BP had been barred from bidding on new federal contracts for over a year following the Deepwater Horizon spill, but the ban was lifted last week after the company struck an agreement with the Environmental Protection Agency (EPA). Under the agreement, BP will implement stronger safety and corporate governance rules, and will be monitored by an EPA-approved independent auditor over the next five years. BP had filed a lawsuit against the EPA to have the ban lifted, but will now drop the suit as part of this month's agreement.

"We treat corporate criminals far more leniently than we do human criminals."

BP's business in the Gulf of Mexico has dramatically declined since the explosion of the Deepwater Horizon oil rig, which led to the worst offshore oil spill in US history. Today, the company produces about 190,000 barrels per day in the gulf — not even half of what it saw prior to the disaster — and Shell has since overtaken it to become the largest deepwater producer in the area.

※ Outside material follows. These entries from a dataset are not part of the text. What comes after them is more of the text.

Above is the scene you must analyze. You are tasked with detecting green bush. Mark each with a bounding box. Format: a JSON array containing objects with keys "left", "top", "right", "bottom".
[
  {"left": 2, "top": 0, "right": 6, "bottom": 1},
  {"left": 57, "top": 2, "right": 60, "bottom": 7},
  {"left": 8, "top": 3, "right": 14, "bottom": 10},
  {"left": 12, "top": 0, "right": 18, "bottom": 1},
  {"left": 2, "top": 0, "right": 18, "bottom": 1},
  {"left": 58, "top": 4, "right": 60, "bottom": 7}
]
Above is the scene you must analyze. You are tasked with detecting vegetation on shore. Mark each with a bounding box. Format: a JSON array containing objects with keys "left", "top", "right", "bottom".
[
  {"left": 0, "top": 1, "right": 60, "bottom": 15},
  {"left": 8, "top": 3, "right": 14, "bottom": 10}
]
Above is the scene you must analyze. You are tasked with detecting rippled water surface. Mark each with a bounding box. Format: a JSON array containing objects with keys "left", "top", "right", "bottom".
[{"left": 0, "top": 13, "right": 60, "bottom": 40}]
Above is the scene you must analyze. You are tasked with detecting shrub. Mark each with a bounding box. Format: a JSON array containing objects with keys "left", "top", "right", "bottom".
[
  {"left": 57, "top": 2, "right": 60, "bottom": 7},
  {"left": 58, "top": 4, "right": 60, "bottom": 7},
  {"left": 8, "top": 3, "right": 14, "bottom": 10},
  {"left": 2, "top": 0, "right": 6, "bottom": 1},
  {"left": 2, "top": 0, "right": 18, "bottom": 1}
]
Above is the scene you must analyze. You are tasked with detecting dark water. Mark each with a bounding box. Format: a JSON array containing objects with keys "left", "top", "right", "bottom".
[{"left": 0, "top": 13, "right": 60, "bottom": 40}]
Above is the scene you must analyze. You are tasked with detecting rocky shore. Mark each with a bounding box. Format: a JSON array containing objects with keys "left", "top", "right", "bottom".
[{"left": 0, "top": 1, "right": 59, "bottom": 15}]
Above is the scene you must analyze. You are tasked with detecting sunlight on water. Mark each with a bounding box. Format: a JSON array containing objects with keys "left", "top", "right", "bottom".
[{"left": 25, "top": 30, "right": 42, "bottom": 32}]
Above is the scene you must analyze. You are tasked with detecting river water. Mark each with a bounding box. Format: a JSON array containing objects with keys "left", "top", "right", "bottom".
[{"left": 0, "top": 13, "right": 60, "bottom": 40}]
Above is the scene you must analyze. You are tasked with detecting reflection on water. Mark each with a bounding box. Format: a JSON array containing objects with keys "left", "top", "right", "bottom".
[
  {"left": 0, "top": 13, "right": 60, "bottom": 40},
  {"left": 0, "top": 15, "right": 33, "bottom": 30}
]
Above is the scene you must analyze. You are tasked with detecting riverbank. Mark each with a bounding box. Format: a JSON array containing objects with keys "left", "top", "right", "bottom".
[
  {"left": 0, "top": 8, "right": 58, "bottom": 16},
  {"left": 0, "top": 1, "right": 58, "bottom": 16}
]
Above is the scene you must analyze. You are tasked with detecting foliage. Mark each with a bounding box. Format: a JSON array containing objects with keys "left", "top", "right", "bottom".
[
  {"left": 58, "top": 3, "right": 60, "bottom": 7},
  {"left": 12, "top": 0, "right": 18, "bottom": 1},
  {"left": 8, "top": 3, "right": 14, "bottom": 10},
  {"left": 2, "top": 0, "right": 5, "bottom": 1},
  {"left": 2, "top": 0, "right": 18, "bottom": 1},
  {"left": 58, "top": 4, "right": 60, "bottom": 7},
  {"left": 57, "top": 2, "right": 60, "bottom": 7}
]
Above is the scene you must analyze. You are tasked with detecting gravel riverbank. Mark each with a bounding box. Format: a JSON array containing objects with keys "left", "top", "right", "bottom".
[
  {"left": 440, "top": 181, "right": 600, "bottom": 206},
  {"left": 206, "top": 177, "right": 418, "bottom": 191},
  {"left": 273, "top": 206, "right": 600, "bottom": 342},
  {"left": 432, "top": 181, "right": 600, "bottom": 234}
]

The disaster, which killed 11 people, saw millions of gallons of oil pour into the gulf, wreaking widespread environmental damage that researchers are still working to gauge.

BP's winning bids suggest that the company is poised to expand its presence in the area, though environmental groups have criticized the EPA's decision to lift the ban, arguing that its agreement doesn't go far enough and expressing concerns over monitoring efforts going forward.

"BP has not addressed the cultural problems that led to the ban in the first place," Tyson Slocum, director of the watchdog organization Public Citizen, told the National Journal last week. "We treat corporate criminals far more leniently than we do human criminals, and that is a sad state of affairs."

The Bureau of Ocean Energy Management will review each bid before awarding the leases, in order to guarantee that "the public receives fair market value."